For (ii) I wrote the number as $\displaystyle 64 \times 10^{4} \times 10$

Then nearest perfect square close to 10 is 9, so $\displaystyle s \approx 8^{2} \times 100^{2} \times 3^{2}$

From there I figured that the number is between $\displaystyle 2400^{2}$ and further got to $\displaystyle s = 2500^{2} = 6250000$

The problem is that the required answer is $\displaystyle 6395841$ and the weight-age is only 1 mark. Using the calculator suggests this is the exactly correct answer.

But since this is a non-calculator use problem, leads me to believe I am missing an obvious/simpler/faster way of getting there. What am I missing?

Thanks again for all your help.
• Apr 1st 2011, 02:31 AM
earboth
Quote:

Originally Posted by mathguy80
Hey All,

This problem must be done without the use of a calculator. I am able to guesstimate my way to a close enough answer but need some help to improve this.

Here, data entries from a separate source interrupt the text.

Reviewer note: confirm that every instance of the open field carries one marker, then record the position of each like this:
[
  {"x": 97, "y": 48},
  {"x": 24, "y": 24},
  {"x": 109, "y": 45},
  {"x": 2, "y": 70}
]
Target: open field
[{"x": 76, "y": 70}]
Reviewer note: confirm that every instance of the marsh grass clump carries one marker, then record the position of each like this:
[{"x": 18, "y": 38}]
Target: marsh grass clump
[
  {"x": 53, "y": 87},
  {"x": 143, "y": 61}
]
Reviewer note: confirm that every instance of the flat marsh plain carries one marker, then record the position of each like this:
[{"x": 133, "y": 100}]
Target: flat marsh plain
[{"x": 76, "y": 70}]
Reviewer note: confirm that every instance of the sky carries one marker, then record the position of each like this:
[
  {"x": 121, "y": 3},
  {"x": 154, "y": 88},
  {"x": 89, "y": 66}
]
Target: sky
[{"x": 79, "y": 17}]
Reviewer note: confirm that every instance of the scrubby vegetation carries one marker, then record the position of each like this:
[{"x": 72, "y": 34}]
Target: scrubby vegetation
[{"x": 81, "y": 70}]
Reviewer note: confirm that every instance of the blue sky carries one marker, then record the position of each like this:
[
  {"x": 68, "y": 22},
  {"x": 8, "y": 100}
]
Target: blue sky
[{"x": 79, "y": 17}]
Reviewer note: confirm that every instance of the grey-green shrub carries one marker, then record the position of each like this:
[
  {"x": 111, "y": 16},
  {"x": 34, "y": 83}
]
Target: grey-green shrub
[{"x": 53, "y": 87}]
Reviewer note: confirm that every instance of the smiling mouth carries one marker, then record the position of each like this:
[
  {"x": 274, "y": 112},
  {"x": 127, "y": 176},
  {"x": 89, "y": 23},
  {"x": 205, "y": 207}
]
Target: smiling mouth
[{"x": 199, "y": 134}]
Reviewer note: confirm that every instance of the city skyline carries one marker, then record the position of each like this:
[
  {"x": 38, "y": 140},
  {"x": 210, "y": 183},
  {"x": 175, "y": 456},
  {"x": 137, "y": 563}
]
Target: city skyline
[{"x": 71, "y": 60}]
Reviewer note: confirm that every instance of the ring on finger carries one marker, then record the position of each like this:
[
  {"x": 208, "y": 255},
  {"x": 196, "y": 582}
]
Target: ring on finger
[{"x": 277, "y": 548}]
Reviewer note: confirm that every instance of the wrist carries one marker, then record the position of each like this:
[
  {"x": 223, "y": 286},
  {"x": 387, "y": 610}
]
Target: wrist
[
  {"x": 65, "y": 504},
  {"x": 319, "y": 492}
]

If n <-- typo? Shouldn't that be s? is the largest square number such that $\displaystyle s \leq n$, find s when

(i) $\displaystyle n = 6.4 \times 10^{3}$

(ii) $\displaystyle n = 6.4 \times 10^{6}$

I got (i) $\displaystyle s = 6400$ easily since its a perfect square,

For (ii) I wrote the number as $\displaystyle 64 \times 10^{4} \times 10$

Then nearest perfect square close to 10 is 9, so $\displaystyle s \approx 8^{2} \times 100^{2} \times 3^{2}$

From there I figured that the number is between $\displaystyle 2400^{2}$ and further got to $\displaystyle s = 2500^{2} = 6250000$

The problem is that the required answer is $\displaystyle 6395841$ and the weight-age is only 1 mark. Using the calculator suggests this is the exactly correct answer.

But since this is a non-calculator use problem, leads me to believe I am missing an obvious/simpler/faster way of getting there. What am I missing?

Thanks again for all your help.

I'm only guessing:

$\displaystyle 6.4 \cdot 10^6 = 640 \cdot 100^2$

So $\displaystyle 25 < a < 26$ (see attachment)

Use linear interpolation. According to my sketch $\displaystyle a \approx 25 + \frac{15}{51}$

Since you multiply the apprximate value of a by 100 to get s you only have to calculate the first two digits of $\displaystyle \frac{15}{51} = 0.29$

Thus $\displaystyle a = 25.29~\implies~s=2529$
• Apr 1st 2011, 07:12 AM
mathguy80
Awesome @earboth! A much clearer and very elegant solution. Learning something new everyday here. Thanks again!